Sería conveniente revisar esa política centrada en una parcela de violencia para redoblar esfuerzos en buscar una salida a todo tipo de agresión ya que, si no se ataja primero de raíz su causa, la respuesta indeseada se manifestará de cien maneras diferentes.

La solución pasa por acabar con las condiciones y circunstancias que conducen al asesinato, al abuso, al maltrato..., sea contra una mujer, un hombre, un anciano o un niño. No hay mayor error que empecinarse en damnificados sectoriales que, lejos de aportar un remedio, limitan el escenario a la contabilidad anual de víctimas, como fondo para que algunos políticos aprovechen la fotografía en las plazas de las ciudades durante un minuto de silencio, que no devuelve a nadie a la vida. Si lo que se pretende es remediar el luctuoso balance hay que abordar de una vez por todas las causas como una cuestión general, oponiendo al desastre la educación y la cultura. 

¡Pero he ahí qué gran dilema! No somos un país aislado en el mundo. Coexistimos con otras formas de vida y pensamiento en pugna constante con todo pacifismo unilateral. El reguero de atentados diseminado por Europa en el último lustro es prueba fehaciente.

Por otro lado tendríamos que enfrentarnos a nuestros propios demonios. ¿Cómo abordar la violencia en nuestra sociedad, bajo la doble moral de permanecer indiferentes a los sinnúmeros genocidios de las guerras olvidadas en África, en matanzas cotidianas de Honduras, El Salvador, Nicaragua y México, o en ejecuciones sumarias en Siria? ¿Cómo convencer a los niños occidentales de lo abyecto del infanticidio mientras devastamos a pueblos enteros con bombas de racimo, indiferentes a ese gran río de sangre que baña a Oriente Medio? ¿Cómo persuadir a nadie con la paz, tolerando explotación sexual de niños de Sierra Leona, de adolescentes del Este europeo o de jóvenes asiáticas y africanas, o el abuso laboral de la población adulta e infantil latinoamericana, africana y asiática? ¿Suena lejos? ¿Por qué tolerar que en nuestro país una trabajadora o una directiva cobre menos que un hombre por hacer el mismo trabajo, con dificultades y exigencias añadidas para ascender en el escalafón?

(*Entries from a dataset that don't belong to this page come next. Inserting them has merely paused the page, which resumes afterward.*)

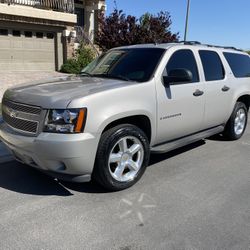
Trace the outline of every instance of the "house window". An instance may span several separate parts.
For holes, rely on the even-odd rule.
[[[54,39],[54,34],[53,33],[47,33],[47,38],[48,39]]]
[[[32,31],[24,31],[25,37],[32,37]]]
[[[20,30],[13,30],[12,35],[13,36],[21,36],[21,31]]]
[[[0,36],[8,36],[8,30],[7,29],[0,29]]]
[[[75,14],[77,17],[77,26],[83,27],[84,26],[84,9],[75,8]]]
[[[36,32],[36,38],[43,38],[42,32]]]

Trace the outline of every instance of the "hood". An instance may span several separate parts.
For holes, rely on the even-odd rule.
[[[66,108],[76,98],[132,84],[136,83],[96,77],[64,76],[18,85],[8,89],[4,98],[45,109],[59,109]]]

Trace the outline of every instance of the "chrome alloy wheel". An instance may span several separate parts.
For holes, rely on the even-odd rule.
[[[139,172],[144,159],[144,148],[134,136],[121,138],[110,151],[109,171],[120,182],[132,181]]]
[[[236,135],[241,135],[246,126],[246,112],[244,109],[239,109],[234,120],[234,132]]]

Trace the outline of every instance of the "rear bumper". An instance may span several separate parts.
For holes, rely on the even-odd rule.
[[[18,161],[68,181],[90,180],[99,137],[89,133],[28,137],[0,121],[0,139]]]

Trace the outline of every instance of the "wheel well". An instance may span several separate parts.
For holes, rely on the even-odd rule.
[[[135,125],[136,127],[140,128],[147,136],[149,142],[151,140],[151,123],[147,116],[145,115],[135,115],[135,116],[129,116],[122,119],[118,119],[116,121],[111,122],[108,124],[103,132],[107,131],[110,128],[113,128],[117,125],[121,124],[131,124]]]
[[[247,110],[249,110],[249,106],[250,106],[250,95],[243,95],[241,97],[238,98],[237,102],[243,102],[246,107]]]

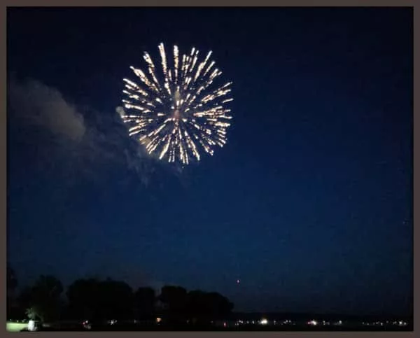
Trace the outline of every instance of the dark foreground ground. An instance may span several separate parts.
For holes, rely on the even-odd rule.
[[[354,331],[354,332],[396,332],[396,331],[412,331],[411,325],[405,327],[384,326],[369,327],[363,325],[342,325],[340,327],[318,326],[309,327],[305,325],[281,326],[281,325],[240,325],[240,326],[211,326],[211,325],[150,325],[139,326],[134,325],[96,325],[90,330],[83,328],[63,328],[60,330],[55,328],[42,328],[39,331]]]

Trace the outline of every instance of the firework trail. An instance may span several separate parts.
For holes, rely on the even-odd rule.
[[[214,148],[226,143],[226,130],[232,118],[225,108],[232,101],[226,94],[232,83],[211,89],[222,72],[210,62],[210,51],[199,62],[195,48],[181,57],[174,46],[172,65],[163,43],[159,45],[162,69],[158,73],[148,52],[144,55],[147,73],[131,66],[140,84],[124,79],[123,109],[119,113],[129,126],[130,136],[143,144],[149,154],[169,162],[188,164],[200,160],[200,150],[213,155]]]

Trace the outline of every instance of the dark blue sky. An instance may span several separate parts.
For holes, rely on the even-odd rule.
[[[7,25],[22,283],[98,274],[237,310],[411,311],[411,9],[9,8]],[[234,83],[227,146],[181,174],[136,156],[115,111],[160,42],[213,50]]]

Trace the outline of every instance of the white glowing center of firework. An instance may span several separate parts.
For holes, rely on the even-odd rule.
[[[175,101],[179,101],[181,99],[181,93],[179,92],[179,90],[176,90],[176,92],[175,92],[174,97]]]
[[[189,164],[192,157],[200,161],[200,148],[213,155],[216,146],[226,143],[230,125],[226,120],[232,116],[224,104],[233,99],[224,97],[231,91],[232,83],[211,89],[222,73],[209,60],[211,52],[200,61],[195,48],[189,55],[181,55],[174,45],[169,63],[163,43],[159,51],[161,71],[157,71],[146,52],[147,71],[130,67],[141,83],[124,79],[127,96],[122,101],[130,113],[122,114],[122,120],[131,125],[130,135],[137,135],[148,153],[158,153],[160,159],[166,157],[170,162],[178,159],[183,164]]]
[[[179,109],[175,109],[175,111],[174,112],[174,118],[175,118],[176,120],[179,120],[180,117],[181,113],[179,112]]]

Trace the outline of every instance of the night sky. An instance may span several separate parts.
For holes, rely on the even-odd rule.
[[[110,276],[220,292],[237,311],[411,313],[412,9],[7,15],[22,284]],[[226,146],[182,171],[137,152],[115,112],[160,42],[212,50],[233,81]]]

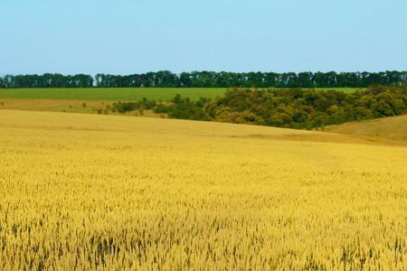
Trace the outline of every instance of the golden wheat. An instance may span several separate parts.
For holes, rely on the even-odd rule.
[[[0,110],[0,269],[406,270],[407,148],[321,135]]]

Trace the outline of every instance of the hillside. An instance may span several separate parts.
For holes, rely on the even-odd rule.
[[[327,132],[407,142],[407,116],[383,117],[363,122],[327,126]]]
[[[33,111],[0,130],[2,270],[407,268],[405,147]]]

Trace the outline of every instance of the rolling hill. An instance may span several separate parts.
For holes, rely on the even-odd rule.
[[[407,142],[407,116],[383,117],[363,122],[327,126],[327,132],[353,135],[371,139]]]

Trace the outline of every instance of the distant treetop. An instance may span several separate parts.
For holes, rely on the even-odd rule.
[[[366,88],[404,85],[407,71],[215,72],[175,74],[168,70],[130,75],[6,75],[0,88]]]

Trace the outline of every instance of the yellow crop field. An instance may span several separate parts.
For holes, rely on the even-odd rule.
[[[0,110],[1,270],[406,270],[407,147]]]

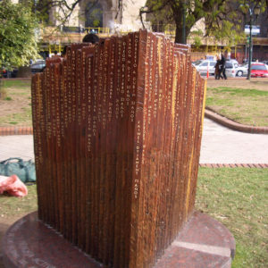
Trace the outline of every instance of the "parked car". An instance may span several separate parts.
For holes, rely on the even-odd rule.
[[[18,69],[13,69],[12,71],[7,71],[5,69],[2,69],[2,76],[4,78],[16,78],[17,77],[17,72]]]
[[[226,61],[225,63],[225,73],[227,77],[235,77],[237,74],[236,68],[239,67],[233,61]]]
[[[251,64],[251,77],[268,78],[267,65],[262,63],[255,63]]]
[[[207,69],[209,75],[214,75],[216,61],[199,60],[193,63],[193,65],[197,68],[197,71],[201,75],[206,75]]]
[[[30,71],[32,73],[41,72],[43,71],[45,67],[46,67],[46,61],[41,60],[30,64]]]
[[[236,67],[236,76],[247,75],[248,64],[242,64]]]

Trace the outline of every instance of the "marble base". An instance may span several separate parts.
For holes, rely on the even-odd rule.
[[[2,239],[4,264],[13,267],[96,268],[96,262],[32,213],[16,222]],[[155,268],[230,267],[235,241],[206,214],[194,213]]]

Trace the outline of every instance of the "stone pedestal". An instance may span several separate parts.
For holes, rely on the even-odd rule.
[[[37,213],[16,222],[2,240],[5,267],[105,267],[38,219]],[[220,222],[194,213],[155,268],[230,267],[235,242]]]

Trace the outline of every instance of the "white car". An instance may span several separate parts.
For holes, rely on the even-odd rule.
[[[242,64],[236,68],[236,76],[241,77],[243,75],[247,75],[248,64]]]
[[[209,75],[214,75],[216,61],[200,60],[193,63],[193,65],[197,68],[197,71],[201,75],[206,75],[207,69]]]

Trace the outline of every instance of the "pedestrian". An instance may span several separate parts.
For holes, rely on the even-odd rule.
[[[98,43],[99,38],[97,35],[93,34],[93,33],[89,33],[87,34],[84,38],[82,42],[83,43],[91,43],[91,44],[96,44]]]
[[[217,63],[215,64],[215,80],[219,80],[221,76],[220,64],[221,64],[220,57],[217,56]]]
[[[225,63],[226,60],[224,55],[222,54],[222,59],[220,61],[220,77],[223,80],[227,80],[226,74],[225,74]]]

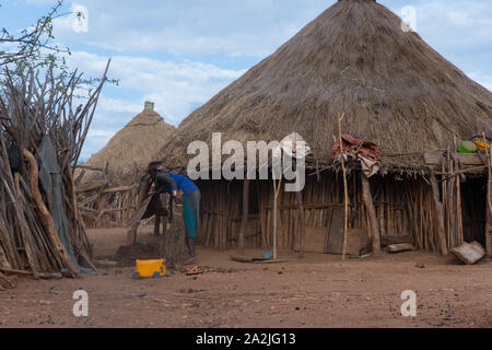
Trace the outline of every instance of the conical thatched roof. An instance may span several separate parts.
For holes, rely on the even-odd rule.
[[[136,170],[145,170],[155,160],[175,130],[156,112],[144,109],[83,165],[103,168],[108,162],[112,178],[120,184],[127,183]],[[94,180],[97,176],[95,172],[87,172],[82,182]]]
[[[341,0],[192,113],[160,156],[186,165],[189,142],[210,142],[212,131],[238,141],[280,141],[296,131],[324,161],[341,113],[343,133],[377,142],[383,154],[425,152],[446,149],[454,133],[491,131],[492,94],[403,32],[385,7]]]

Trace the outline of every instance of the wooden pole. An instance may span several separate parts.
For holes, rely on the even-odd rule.
[[[303,194],[302,191],[296,191],[298,210],[301,215],[301,246],[300,246],[300,258],[304,257],[304,236],[306,234],[306,213],[304,212]]]
[[[244,255],[244,233],[248,223],[249,215],[249,179],[245,179],[243,184],[243,218],[239,231],[239,253]]]
[[[279,186],[277,187],[276,178],[273,177],[273,260],[277,260],[277,212],[278,200],[280,194],[280,186],[282,185],[282,174],[280,174]]]
[[[434,176],[434,174],[431,175],[431,185],[435,205],[435,215],[437,219],[437,236],[440,241],[441,254],[447,255],[446,230],[444,226],[444,209],[443,203],[440,200],[440,187],[437,178]]]
[[[144,178],[140,183],[140,190],[139,190],[139,197],[137,199],[137,208],[140,208],[140,206],[143,203],[143,201],[147,198],[147,195],[149,194],[149,190],[151,188],[151,183],[148,178]],[[137,242],[137,229],[139,226],[139,223],[137,222],[131,226],[130,230],[128,230],[127,233],[127,245],[133,245]]]
[[[161,230],[161,217],[160,215],[155,215],[154,219],[154,236],[159,237],[160,234],[160,230]]]
[[[483,142],[485,143],[488,182],[487,182],[487,220],[485,220],[485,250],[489,257],[492,257],[492,152],[489,154],[487,150],[485,133],[483,133]]]
[[[376,209],[374,208],[373,196],[371,195],[371,184],[364,172],[361,172],[361,184],[362,199],[364,200],[364,207],[368,217],[368,231],[373,242],[373,254],[377,256],[380,254],[379,225],[377,224]]]
[[[65,267],[72,273],[72,276],[78,276],[79,271],[73,265],[72,260],[70,259],[70,256],[68,255],[66,247],[61,243],[60,237],[58,236],[58,233],[55,230],[55,222],[52,220],[52,217],[42,199],[38,187],[39,170],[37,167],[36,159],[26,148],[22,149],[22,154],[24,155],[25,159],[27,159],[27,162],[30,163],[31,166],[31,191],[33,192],[33,197],[34,200],[36,201],[37,209],[39,210],[39,213],[44,219],[49,238],[51,240],[55,249],[60,255],[60,258],[63,261]]]
[[[343,119],[344,114],[338,119],[338,135],[340,141],[340,160],[343,173],[343,200],[345,208],[345,215],[343,220],[343,249],[342,249],[342,259],[347,258],[347,234],[349,231],[349,185],[347,184],[347,168],[345,168],[345,159],[343,158],[343,140],[341,137],[341,121]]]

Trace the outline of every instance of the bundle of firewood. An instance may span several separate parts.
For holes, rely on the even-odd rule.
[[[9,273],[39,278],[94,271],[73,171],[107,68],[86,100],[78,96],[82,75],[77,72],[54,78],[50,68],[44,78],[28,70],[1,74],[0,288],[10,285]]]

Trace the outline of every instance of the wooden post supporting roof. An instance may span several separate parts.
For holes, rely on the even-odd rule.
[[[373,254],[377,256],[380,254],[380,233],[377,224],[376,210],[374,209],[373,196],[371,195],[371,184],[364,172],[361,172],[362,182],[362,199],[364,200],[365,210],[368,217],[368,231],[373,241]]]
[[[488,154],[489,155],[489,154]],[[488,158],[488,182],[487,182],[487,221],[485,221],[485,249],[487,255],[492,257],[492,152]]]
[[[434,174],[431,175],[431,185],[435,206],[435,215],[437,219],[436,221],[440,249],[443,255],[447,255],[446,229],[444,226],[444,207],[440,200],[440,187],[437,184],[437,178],[434,176]]]
[[[244,233],[246,231],[246,224],[248,223],[249,215],[249,179],[244,180],[243,186],[243,220],[241,221],[239,231],[239,253],[244,255]]]

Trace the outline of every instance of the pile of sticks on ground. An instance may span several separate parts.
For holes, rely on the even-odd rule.
[[[79,210],[86,228],[121,228],[124,222],[134,212],[138,197],[138,185],[118,186],[104,168],[79,166],[81,174],[75,178]],[[85,170],[101,173],[99,179],[79,184]],[[134,172],[136,178],[138,173]],[[132,182],[133,184],[137,180]]]
[[[108,62],[109,66],[109,62]],[[77,164],[106,71],[86,100],[81,77],[34,71],[0,80],[0,288],[9,273],[75,277],[93,270],[77,207]],[[82,101],[82,104],[79,104]]]

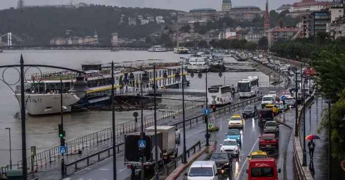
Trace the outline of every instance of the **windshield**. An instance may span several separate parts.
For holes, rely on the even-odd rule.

Tenemos una dura tarea por delante. Asegurarnos de que las mujeres compitan en igualdad de derechos, obligaciones y oportunidades en el mercado laboral y en la vida social. Educar para que tengan idénticos derechos que los hombres. Pero no porque sean madres, hijas o hermanas sino por ser personas. Y educar en la paz, la ética y el civismo. En el compromiso por un mundo mejor. Porque nuestras conciencias no necesitan que nadie les diga lo que está bien o mal. Es la sociedad la que precisa una nueva visión que la conduzca a una revolución. A la evolución, no tanto de la especie como del medio, porque como dijo Napoleón, sólo hay dos fuerzas en el mundo, la espada y el espíritu. A largo plazo, la espada será siempre conquistada por el espíritu.